Deploying Apache Pulsar in a Multi Cloud Environment for High Scalability
Architect and deploy Apache Pulsar across multiple cloud providers for resilient, high-throughput event streaming
As businesses grow across regions and platforms, adopting a multi-cloud strategy ensures resilience, vendor flexibility, and low-latency global access. Apache Pulsar, with its multi-layer distributed architecture, is well-suited for multi-cloud deployments that require scalable and reliable event streaming.
In this post, we explore how to deploy Apache Pulsar in a multi-cloud environment, addressing challenges such as data replication, geo-partitioning, service discovery, and network latency to achieve high scalability and availability.
Why Deploy Pulsar in Multi-Cloud?
Multi-cloud deployments allow organizations to:
- Avoid vendor lock-in
- Ensure business continuity during regional cloud outages
- Achieve low-latency processing close to end users
- Satisfy regulatory compliance by storing data regionally
Apache Pulsar supports multi-cloud readiness with:
- Built-in geo-replication
- Decoupled storage and compute
- Multi-tenant isolation
- Dynamic topic-level data routing
Pulsar Architecture Overview
Apache Pulsar’s modular components enable flexible multi-cloud placement:
- Brokers: Stateless message routers (can run on any cloud)
- Bookies (BookKeeper nodes): Store messages durably
- ZooKeeper: Stores metadata and cluster coordination
- Proxy: Load balancing and secure ingress for cross-cloud clients
Cloud A Cloud B Cloud C
+--------+ +--------+ +--------+
| Broker | ⇄⇄ | Broker | ⇄⇄ | Broker |
+--------+ +--------+ +--------+
⇣ ⇣ ⇣
[Bookie] [Bookie] [Bookie]
⇣ ⇣ ⇣
[ZK + Proxy] [ZK + Proxy] [ZK + Proxy]
Deployment Topologies
1. Stretched Cluster
- Single Pulsar cluster spanning multiple clouds/regions
- Shared ZooKeeper quorum and metadata
- Requires low-latency (<100ms) network links
Pros:
- Simplified configuration
- Global topic availability
Cons:
- Requires strong inter-cloud networking
- Not ideal for high-latency WANs
2. Multiple Isolated Clusters with Geo-Replication
- Separate Pulsar clusters per cloud/region
- Use geo-replication to sync messages across clusters
[Cluster A] ←→ [Cluster B] ←→ [Cluster C]

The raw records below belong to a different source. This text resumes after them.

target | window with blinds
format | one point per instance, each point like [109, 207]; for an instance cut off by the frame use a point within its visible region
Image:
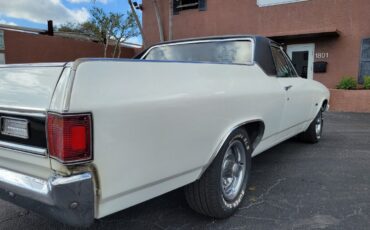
[180, 5]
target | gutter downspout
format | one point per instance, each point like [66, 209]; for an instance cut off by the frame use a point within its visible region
[170, 33]
[137, 22]
[159, 20]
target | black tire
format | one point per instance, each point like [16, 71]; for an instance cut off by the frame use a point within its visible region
[312, 135]
[207, 195]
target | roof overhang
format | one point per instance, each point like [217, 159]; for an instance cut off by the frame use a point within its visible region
[307, 34]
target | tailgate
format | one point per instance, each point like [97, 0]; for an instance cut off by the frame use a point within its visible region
[25, 95]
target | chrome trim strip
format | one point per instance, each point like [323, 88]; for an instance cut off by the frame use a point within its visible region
[67, 199]
[56, 64]
[69, 86]
[23, 148]
[23, 111]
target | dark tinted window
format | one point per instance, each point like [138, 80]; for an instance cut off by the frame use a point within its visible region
[283, 67]
[230, 52]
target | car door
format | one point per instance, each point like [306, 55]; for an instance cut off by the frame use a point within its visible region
[297, 93]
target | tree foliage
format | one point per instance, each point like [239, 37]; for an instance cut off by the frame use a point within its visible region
[110, 29]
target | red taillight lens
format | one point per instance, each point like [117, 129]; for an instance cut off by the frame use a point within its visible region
[69, 137]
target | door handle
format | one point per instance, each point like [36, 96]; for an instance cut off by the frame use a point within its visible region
[288, 87]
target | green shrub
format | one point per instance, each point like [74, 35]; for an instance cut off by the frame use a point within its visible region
[347, 83]
[367, 82]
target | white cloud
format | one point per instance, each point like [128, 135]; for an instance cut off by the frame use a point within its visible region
[87, 1]
[2, 21]
[40, 11]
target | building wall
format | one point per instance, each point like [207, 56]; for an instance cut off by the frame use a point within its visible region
[350, 17]
[21, 47]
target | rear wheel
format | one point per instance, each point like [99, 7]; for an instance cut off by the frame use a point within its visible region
[220, 190]
[314, 132]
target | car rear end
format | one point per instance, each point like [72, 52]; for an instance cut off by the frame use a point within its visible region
[39, 143]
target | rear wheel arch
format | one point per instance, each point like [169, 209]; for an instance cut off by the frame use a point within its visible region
[324, 105]
[255, 130]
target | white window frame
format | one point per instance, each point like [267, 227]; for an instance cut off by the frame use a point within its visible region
[2, 60]
[262, 3]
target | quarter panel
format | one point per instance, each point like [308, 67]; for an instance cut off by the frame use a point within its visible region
[153, 122]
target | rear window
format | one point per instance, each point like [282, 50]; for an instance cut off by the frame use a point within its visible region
[228, 52]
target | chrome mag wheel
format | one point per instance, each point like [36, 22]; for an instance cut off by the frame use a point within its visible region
[233, 170]
[318, 126]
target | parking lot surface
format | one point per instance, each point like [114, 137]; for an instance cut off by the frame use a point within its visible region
[293, 186]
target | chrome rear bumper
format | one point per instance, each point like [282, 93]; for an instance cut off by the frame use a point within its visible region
[69, 200]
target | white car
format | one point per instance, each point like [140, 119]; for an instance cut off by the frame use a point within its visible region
[83, 140]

Geo-Replicated Topics: customer-events, audit-logs
Pros:
- Loose coupling
- High fault isolation
- Easy to enforce data locality
Cons:
- Added complexity in topic syncing and duplication avoidance
Networking and Connectivity
To ensure secure and performant cross-cloud communication:
- Use TLS encryption and mTLS between Pulsar components
- Establish VPN tunnels or private link endpoints across cloud providers
- Use DNS-based service discovery for cluster failover and routing
- Prefer regional brokers for latency-sensitive consumers
Example:
- Use AWS Transit Gateway or GCP VPC Peering with firewall rules for internal Pulsar traffic
Geo-Replication in Pulsar
Enable replication for a namespace:
pulsar-admin namespaces set-replication-clusters \
--clusters cloud-a,cloud-b \
my-tenant/my-namespace
Pulsar will automatically:
- Replicate messages between clusters
- Maintain per-cluster cursors
- Ensure ordering and deduplication per subscription
Use replication to:
- Route events from cloud-based producers to consumers in another region
- Build DR-ready architectures with minimal latency
Storage Tiering and Scalability
- Pulsar supports tiered storage (e.g., AWS S3, GCS, Azure Blob)

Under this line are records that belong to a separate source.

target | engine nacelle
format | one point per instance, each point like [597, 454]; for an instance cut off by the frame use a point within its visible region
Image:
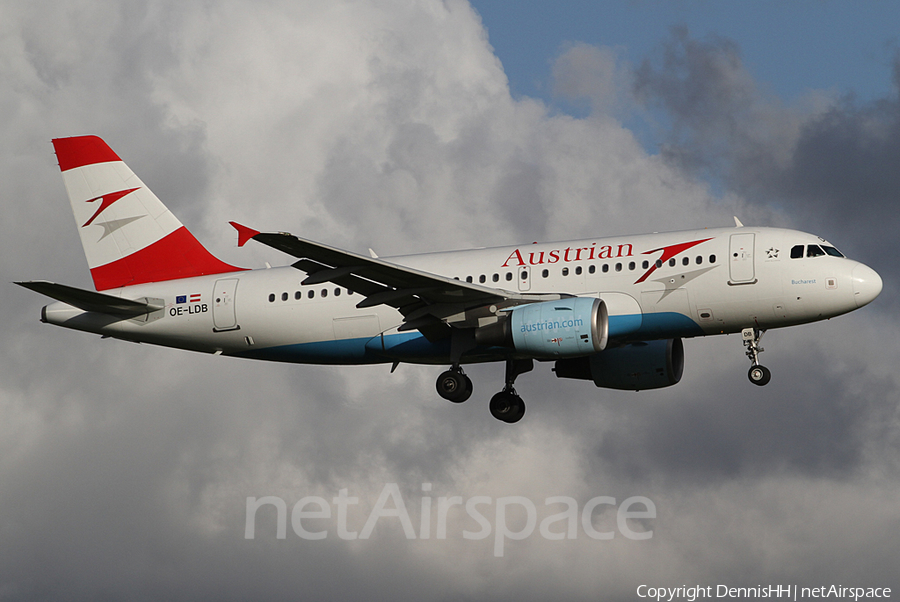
[564, 328]
[634, 367]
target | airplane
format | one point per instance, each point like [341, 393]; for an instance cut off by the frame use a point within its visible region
[609, 310]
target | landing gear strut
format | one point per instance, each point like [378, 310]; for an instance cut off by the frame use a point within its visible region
[453, 385]
[758, 374]
[507, 405]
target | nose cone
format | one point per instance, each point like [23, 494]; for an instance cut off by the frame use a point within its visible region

- Offloads old data from BookKeeper to object storage
- Enables cost-efficient long-term retention
Configure via:
pulsar-admin namespaces set-offload-threshold "5G" \
my-tenant/my-namespace
Benefits:
- Scales capacity independently from performance
- Keeps Bookies light for recent, hot data
Deployment Strategies
- Helm + Kubernetes:
- Use pulsar-helm-chart for multi-cloud K8s clusters (EKS, GKE, AKS)

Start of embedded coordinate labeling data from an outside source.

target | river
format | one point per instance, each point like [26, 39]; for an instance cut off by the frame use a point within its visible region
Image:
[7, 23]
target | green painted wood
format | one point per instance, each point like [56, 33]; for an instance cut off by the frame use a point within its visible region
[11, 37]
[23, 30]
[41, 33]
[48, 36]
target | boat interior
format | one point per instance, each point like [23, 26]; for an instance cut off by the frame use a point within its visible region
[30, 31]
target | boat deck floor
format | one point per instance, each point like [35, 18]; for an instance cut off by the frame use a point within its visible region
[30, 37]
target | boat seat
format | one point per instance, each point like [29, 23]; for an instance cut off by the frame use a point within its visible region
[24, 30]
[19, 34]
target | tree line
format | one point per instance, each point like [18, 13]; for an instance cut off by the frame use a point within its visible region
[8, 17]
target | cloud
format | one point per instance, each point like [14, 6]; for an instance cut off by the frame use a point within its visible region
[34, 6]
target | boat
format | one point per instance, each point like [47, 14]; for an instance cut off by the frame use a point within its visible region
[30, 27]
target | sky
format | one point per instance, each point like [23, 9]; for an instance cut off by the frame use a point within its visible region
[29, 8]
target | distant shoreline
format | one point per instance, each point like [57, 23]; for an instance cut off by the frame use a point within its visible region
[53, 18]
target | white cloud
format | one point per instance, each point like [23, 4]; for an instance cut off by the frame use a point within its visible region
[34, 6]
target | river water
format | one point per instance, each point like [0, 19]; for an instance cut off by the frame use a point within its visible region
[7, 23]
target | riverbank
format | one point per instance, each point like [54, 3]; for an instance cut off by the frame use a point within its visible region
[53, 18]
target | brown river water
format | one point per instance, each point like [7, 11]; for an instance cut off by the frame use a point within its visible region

- Use Node Affinity and Topology Spread Constraints for fault zones
- Terraform:
- Automate Pulsar deployment across clouds
- Manage infrastructure, IAM roles, peering, etc.
- Hybrid:
- Run Pulsar brokers on cloud VMs
- Use managed Kubernetes for Bookies and ZooKeeper
Monitoring and Observability
- Enable Prometheus + Grafana dashboards per cloud region
- Use Alertmanager for health checks (broker up/down, topic lag)
- Monitor:
- Replication backlog
- Disk I/O on Bookies
- Subscription redelivery rates
- End-to-end latency
Best Practices
- Use dedicated clusters per region for clean failover
- Enable namespace-level policies for rate limits and replication
- Keep ZK quorum odd-sized and geographically aware
- Automate failover and scaling using Kubernetes and Pulsar Manager
- Compress messages with LZ4/Zstd to reduce cross-cloud egress cost
Conclusion
Deploying Apache Pulsar in a multi-cloud environment enables globally distributed applications to achieve high scalability, fault tolerance, and compliance with data residency requirements. With built-in geo-replication, storage offloading, and flexible deployment patterns, Pulsar is an excellent choice for next-gen real-time infrastructure across cloud boundaries.
By following the architectural strategies and best practices outlined above, your organization can confidently deliver resilient, high-throughput event streaming across AWS, Azure, GCP, and beyond.